Jannetta has said this: "MVD is not perfect, as nothing is perfect...We face a difficult hurdle in regard to some patients who suffer recurrent pain when other blood vessels begin to sag and rub against or compress the cranial nerve—a problem believed to result from aging.” This was from: http://www.fpa-support.org/wp-conten...ta-webpage.pdf

So if, as he suggests, our blood vessels change as we get older, and/or eat a poor diet, or are exposed to toxins or substantial stress (what physically happens to blood vessels when we are stressed?) or a combination of all of these, and they begin to sag and crowd each other, pinching and twisting one another where they were not pinched or twisted before....what might that mean?

We just do not have the technology to "see" those blood vessels in the brain at the level we need right now, the best MRI, the T3, although a significant improvement over the T1.5 used in most places, still cannot see that much, and certainly cannot see all of the arteries and veins and tiny capillaries in the brain. I am banking on the resolution of neurological vascular issues, which we cannot currently see, as holding the key to helping the most people with PD.

Consider:

exercise helps most PWP (increased blood flow, so even if there's a kink in the hose, more water is getting circulated)
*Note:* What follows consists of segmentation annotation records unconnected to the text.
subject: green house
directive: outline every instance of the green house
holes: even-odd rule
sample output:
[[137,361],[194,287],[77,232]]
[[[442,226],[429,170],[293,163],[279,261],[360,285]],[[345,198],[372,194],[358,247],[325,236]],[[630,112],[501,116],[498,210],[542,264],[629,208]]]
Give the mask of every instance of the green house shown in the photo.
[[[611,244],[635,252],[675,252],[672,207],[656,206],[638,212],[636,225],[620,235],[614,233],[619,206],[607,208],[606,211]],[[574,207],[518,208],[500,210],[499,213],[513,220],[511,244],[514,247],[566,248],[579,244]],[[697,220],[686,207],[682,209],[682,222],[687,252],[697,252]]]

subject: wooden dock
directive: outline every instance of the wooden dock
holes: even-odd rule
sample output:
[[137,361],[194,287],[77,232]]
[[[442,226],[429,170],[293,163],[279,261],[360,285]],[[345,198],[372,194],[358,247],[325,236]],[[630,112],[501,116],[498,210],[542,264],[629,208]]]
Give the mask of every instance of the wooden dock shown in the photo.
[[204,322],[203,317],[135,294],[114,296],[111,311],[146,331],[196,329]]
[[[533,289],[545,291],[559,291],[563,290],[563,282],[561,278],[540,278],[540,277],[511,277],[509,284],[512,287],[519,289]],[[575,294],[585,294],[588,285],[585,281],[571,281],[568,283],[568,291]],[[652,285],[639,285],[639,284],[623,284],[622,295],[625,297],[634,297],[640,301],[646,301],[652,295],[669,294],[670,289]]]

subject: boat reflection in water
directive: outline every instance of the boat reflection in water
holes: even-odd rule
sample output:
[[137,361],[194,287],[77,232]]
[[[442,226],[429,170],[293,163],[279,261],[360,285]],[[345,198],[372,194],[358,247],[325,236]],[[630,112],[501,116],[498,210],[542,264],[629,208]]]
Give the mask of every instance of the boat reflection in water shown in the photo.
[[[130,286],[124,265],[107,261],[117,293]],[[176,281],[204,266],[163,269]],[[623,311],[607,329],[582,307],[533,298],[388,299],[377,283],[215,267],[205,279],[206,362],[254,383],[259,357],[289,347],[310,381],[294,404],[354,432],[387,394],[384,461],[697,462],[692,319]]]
Jannetta performed MVD on a lady who had both trigeminal neuralgia and well-documented PD, and she woke up without PD...18 months later, it began to reappear and when they looked at her brain, they found that the Teflon pad Jannetta had used to decompress the artery had slipped

in the Jannetta study linked above, MVD helped the majority (70%) of those with type 2 diabetes...many people with PD have diabetes and are not overweight, so the traditional explanation for their having diabetes (too fat) doesn't really work

Jannetta has already reported that close to 78% of PWP that he surveyed had vascular compression in the brain...granted it was a small group, but that is as high a correlation as I have seen in PD. I've posted about this before...

Jannetta is at Allegheny Hospital in Pennsylvania and was working on a trial for MVD in Parkinson's....if you have vascular compression on one side of the brain, you may qualify to be in his study.

If you do get to participate in Jannetta's study, share with us all here how you are doing if you can.